If you have herbivore pets, such as hamsters, rabbits, guinea pigs, chinchillas, gerbils, as well as larger herbivores such as llamas. you can add their poo to the mix. You never want to add the poo from animals that eat meat to your compost, but herbivore poop is ok to add.

You can even add 'barnyard manure' to your compost. Horse manure is packed with nitrogen and will help your pile heat up quickly. Just make sure that you're still adding plenty of dry, brown matter such as leaves, straw, or wood shavings.

You can also include garden materials such as:

  • Healthy garden plants that are dead or dying (just as long as they're not diseased!)
  • Weeds if they've not yet gone to seed (dandelion and other weeds with long taproots are great)
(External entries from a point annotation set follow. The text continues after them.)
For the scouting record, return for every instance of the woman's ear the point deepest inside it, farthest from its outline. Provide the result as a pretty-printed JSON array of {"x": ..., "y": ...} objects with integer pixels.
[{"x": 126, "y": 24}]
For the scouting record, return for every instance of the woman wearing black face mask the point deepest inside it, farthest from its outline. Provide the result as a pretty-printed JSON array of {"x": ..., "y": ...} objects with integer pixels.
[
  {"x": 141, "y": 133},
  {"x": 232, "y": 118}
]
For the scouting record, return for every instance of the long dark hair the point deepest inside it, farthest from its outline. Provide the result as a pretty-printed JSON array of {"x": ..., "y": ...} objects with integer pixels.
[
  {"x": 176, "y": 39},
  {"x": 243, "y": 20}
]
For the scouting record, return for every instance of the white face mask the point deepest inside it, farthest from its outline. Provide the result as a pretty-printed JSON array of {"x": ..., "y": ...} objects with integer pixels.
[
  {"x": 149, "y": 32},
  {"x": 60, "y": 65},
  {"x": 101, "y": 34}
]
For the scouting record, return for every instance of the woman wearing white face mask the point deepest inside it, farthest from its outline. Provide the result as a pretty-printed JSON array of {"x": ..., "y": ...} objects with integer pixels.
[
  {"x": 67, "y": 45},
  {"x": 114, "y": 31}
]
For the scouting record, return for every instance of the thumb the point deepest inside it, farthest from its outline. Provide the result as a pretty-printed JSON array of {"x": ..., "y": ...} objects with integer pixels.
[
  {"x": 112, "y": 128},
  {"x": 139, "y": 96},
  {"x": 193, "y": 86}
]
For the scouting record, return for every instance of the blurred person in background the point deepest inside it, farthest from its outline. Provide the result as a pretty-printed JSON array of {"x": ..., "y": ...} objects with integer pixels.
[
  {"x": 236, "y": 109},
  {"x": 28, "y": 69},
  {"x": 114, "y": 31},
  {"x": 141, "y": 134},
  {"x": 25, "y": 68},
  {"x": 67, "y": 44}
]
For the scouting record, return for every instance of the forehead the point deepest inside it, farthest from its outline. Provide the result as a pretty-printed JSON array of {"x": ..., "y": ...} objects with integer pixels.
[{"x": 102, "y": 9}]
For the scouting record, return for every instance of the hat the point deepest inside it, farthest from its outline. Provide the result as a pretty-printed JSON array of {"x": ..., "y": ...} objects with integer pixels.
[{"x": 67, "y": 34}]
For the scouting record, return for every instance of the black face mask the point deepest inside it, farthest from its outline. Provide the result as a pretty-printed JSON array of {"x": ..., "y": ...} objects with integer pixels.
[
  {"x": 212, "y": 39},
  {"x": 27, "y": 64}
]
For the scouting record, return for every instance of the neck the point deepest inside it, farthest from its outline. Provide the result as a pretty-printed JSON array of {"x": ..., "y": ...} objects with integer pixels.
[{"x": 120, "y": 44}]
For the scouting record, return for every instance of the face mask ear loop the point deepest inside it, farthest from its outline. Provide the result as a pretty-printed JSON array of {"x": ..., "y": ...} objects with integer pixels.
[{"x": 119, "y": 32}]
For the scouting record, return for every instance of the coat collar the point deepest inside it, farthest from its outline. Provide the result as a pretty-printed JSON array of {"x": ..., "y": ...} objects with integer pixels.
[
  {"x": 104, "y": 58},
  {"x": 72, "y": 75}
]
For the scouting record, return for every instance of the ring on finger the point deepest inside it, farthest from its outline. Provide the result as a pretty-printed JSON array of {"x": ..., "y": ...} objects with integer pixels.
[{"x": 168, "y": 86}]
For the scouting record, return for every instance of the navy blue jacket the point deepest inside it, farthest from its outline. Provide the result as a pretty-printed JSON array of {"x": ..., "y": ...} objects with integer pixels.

Consider drying out your dandelions before adding them to your compost.

And, lastly consider adding finished compost to your pile of cooking compost.

What NOT to include in compost

When adding your egg shells to your compost, it's important to dry them because you don't want the egg insides.

Never include meat, bones, fat, dairy, or any other animal products except for the exceptions above (lobster, crab, and shrimp shells are ok and very beneficial especially in warmer climate areas).

Do not add dog or cat poop.

No ashes in your compost, either.

Commercial compost starters may seem great, but you don't really want to add them until the very end because many of the microorganisms that help make your compost die from the heat of decomposition. The activator helps re-colonize the microorganisms to the soil.